Die Kündigungserklärung eines Versicherungsnehmers einer Lebensversicherung enthält – jedenfalls bei einem Bezugsrecht auf den Todesfall – ohne weitere Anhaltspunkte nicht automatisch den Widerruf dieses Bezugsrechts. Es gibt keinen Erfahrungssatz, wonach die Kündigung eines Lebensversicherungsvertrages durch den Versicherungsnehmer stets zugleich den Widerruf der Bezugsberechtigung auf den Todesfall enthält. Vielmehr ist auch in einem solchen Fall die Frage, ob die Kündigung konkludent nach dem Willen des Versicherungsnehmers ebenfalls einen Widerruf der Bezugsberechtigung enthalten soll, durch Auslegung seiner Erklärung zu beantworten.
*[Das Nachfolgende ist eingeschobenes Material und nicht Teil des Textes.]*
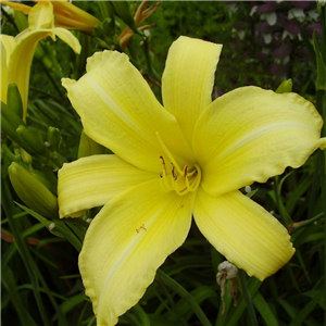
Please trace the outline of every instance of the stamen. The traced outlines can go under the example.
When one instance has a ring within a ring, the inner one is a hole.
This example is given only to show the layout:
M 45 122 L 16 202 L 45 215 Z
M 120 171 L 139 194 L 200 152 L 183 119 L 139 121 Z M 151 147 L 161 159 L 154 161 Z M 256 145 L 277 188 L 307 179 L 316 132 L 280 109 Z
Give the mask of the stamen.
M 191 172 L 189 172 L 189 166 L 185 165 L 185 167 L 181 170 L 164 145 L 158 131 L 155 135 L 164 152 L 164 154 L 160 156 L 163 165 L 163 170 L 160 173 L 160 183 L 163 191 L 168 192 L 174 190 L 179 196 L 195 191 L 201 181 L 200 167 L 197 164 L 195 164 L 195 166 L 191 165 Z M 172 165 L 172 170 L 168 173 L 165 159 L 168 159 Z

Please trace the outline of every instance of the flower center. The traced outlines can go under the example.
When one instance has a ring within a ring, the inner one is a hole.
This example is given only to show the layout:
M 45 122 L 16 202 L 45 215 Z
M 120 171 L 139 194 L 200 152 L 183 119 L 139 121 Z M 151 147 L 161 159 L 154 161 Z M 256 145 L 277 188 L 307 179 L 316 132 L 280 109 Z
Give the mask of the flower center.
M 159 133 L 156 133 L 160 146 L 164 152 L 164 156 L 160 156 L 162 160 L 163 170 L 160 173 L 160 180 L 162 189 L 165 192 L 175 190 L 177 195 L 184 196 L 188 192 L 195 191 L 201 180 L 201 170 L 195 164 L 193 166 L 185 165 L 181 170 L 177 164 L 176 160 L 173 158 L 163 140 L 161 139 Z M 166 159 L 170 160 L 172 167 L 168 168 L 166 164 Z

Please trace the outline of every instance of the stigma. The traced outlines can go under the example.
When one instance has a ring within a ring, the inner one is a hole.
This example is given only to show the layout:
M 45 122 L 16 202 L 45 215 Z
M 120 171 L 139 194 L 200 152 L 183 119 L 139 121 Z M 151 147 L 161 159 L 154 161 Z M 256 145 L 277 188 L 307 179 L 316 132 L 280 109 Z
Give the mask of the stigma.
M 163 167 L 160 173 L 160 181 L 163 191 L 168 192 L 174 190 L 179 196 L 185 196 L 188 192 L 195 191 L 201 180 L 201 170 L 199 165 L 185 165 L 181 170 L 164 145 L 159 133 L 156 133 L 156 137 L 164 152 L 164 155 L 160 156 Z M 167 160 L 171 162 L 171 166 L 167 166 Z

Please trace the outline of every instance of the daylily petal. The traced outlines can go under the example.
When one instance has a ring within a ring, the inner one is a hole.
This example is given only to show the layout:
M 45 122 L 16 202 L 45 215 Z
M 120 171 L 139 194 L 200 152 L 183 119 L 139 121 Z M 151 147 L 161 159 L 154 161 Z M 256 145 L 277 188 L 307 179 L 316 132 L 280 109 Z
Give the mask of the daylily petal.
M 216 250 L 249 276 L 263 280 L 294 253 L 287 229 L 239 191 L 213 198 L 200 188 L 193 216 Z
M 296 93 L 242 87 L 217 98 L 193 135 L 202 187 L 220 196 L 301 166 L 325 146 L 322 125 L 313 104 Z
M 138 302 L 166 256 L 185 241 L 193 193 L 163 192 L 159 180 L 112 199 L 91 222 L 79 269 L 98 325 L 115 325 Z
M 221 50 L 222 45 L 184 36 L 168 50 L 162 77 L 163 103 L 176 116 L 190 145 L 200 113 L 212 102 Z
M 11 1 L 0 0 L 0 3 L 4 4 L 4 5 L 9 5 L 10 8 L 14 9 L 14 10 L 22 11 L 25 15 L 29 14 L 29 11 L 32 9 L 32 7 L 29 7 L 29 5 L 11 2 Z
M 141 171 L 116 155 L 92 155 L 65 163 L 59 171 L 60 216 L 105 204 L 115 195 L 150 179 L 156 174 Z
M 35 2 L 45 2 L 35 0 Z M 57 27 L 92 32 L 101 22 L 86 11 L 68 1 L 51 0 L 54 8 L 54 24 Z
M 8 68 L 11 54 L 16 45 L 13 36 L 0 34 L 0 101 L 7 103 Z
M 175 117 L 124 53 L 98 52 L 88 59 L 86 75 L 78 82 L 64 78 L 62 84 L 85 133 L 130 164 L 162 170 L 156 131 L 180 165 L 195 162 Z

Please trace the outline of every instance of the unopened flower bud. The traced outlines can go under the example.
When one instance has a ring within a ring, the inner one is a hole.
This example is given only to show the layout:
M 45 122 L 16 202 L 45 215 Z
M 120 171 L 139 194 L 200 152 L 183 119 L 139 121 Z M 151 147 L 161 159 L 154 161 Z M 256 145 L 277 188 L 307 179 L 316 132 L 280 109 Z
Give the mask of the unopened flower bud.
M 16 162 L 8 172 L 14 190 L 27 206 L 45 217 L 59 217 L 57 197 L 38 178 Z
M 58 128 L 54 127 L 49 127 L 48 128 L 48 140 L 50 146 L 54 149 L 58 150 L 59 146 L 60 146 L 60 141 L 61 141 L 61 133 Z
M 218 265 L 217 269 L 218 269 L 218 273 L 216 274 L 216 281 L 221 287 L 221 301 L 222 301 L 222 305 L 223 305 L 221 316 L 223 316 L 225 313 L 225 301 L 224 301 L 225 289 L 229 290 L 226 286 L 227 279 L 229 279 L 231 283 L 231 288 L 229 291 L 234 299 L 234 306 L 237 306 L 237 304 L 238 304 L 237 303 L 238 268 L 230 262 L 225 261 Z
M 7 91 L 7 105 L 9 110 L 23 118 L 23 101 L 16 84 L 9 84 Z
M 284 80 L 276 89 L 276 92 L 284 93 L 284 92 L 291 92 L 292 91 L 292 79 Z
M 116 15 L 121 17 L 124 21 L 124 23 L 126 23 L 135 33 L 139 33 L 137 30 L 137 26 L 134 21 L 127 0 L 111 0 L 111 3 L 114 7 Z

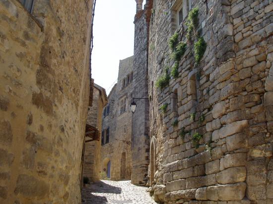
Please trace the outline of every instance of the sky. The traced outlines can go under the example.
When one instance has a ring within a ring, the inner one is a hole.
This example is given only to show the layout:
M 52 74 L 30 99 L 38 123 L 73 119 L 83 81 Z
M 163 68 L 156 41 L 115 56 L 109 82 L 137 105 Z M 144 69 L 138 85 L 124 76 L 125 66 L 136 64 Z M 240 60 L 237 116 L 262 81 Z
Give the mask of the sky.
M 107 94 L 117 82 L 120 59 L 134 55 L 136 7 L 135 0 L 96 1 L 92 78 Z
(BGH, Urteil vom 22.03.2023 – IV ZR 95/22)
Geringfügiger Belehrungsfehler in der Widerspruchsbelehrung
Die Ausübung des Widerspruchsrechts gemäß § 5a Abs. 1 Satz 1 VVG a.F. (hier: Fassung vom 13. Juli 2001) verstößt gegen Treu und Glauben (§ 242 BGB), wenn ein geringfügiger Belehrungsfehler vorliegt, durch den dem Versicherungsnehmer nicht die Möglichkeit genommen wird, sein Widerspruchsrecht im Wesentlichen unter denselben Bedingungen wie bei zutreffender Belehrung auszuüben (hier: Schriftform statt Textform).
(BGH, Urteil vom 15.02.2023 – IV ZR 353/21)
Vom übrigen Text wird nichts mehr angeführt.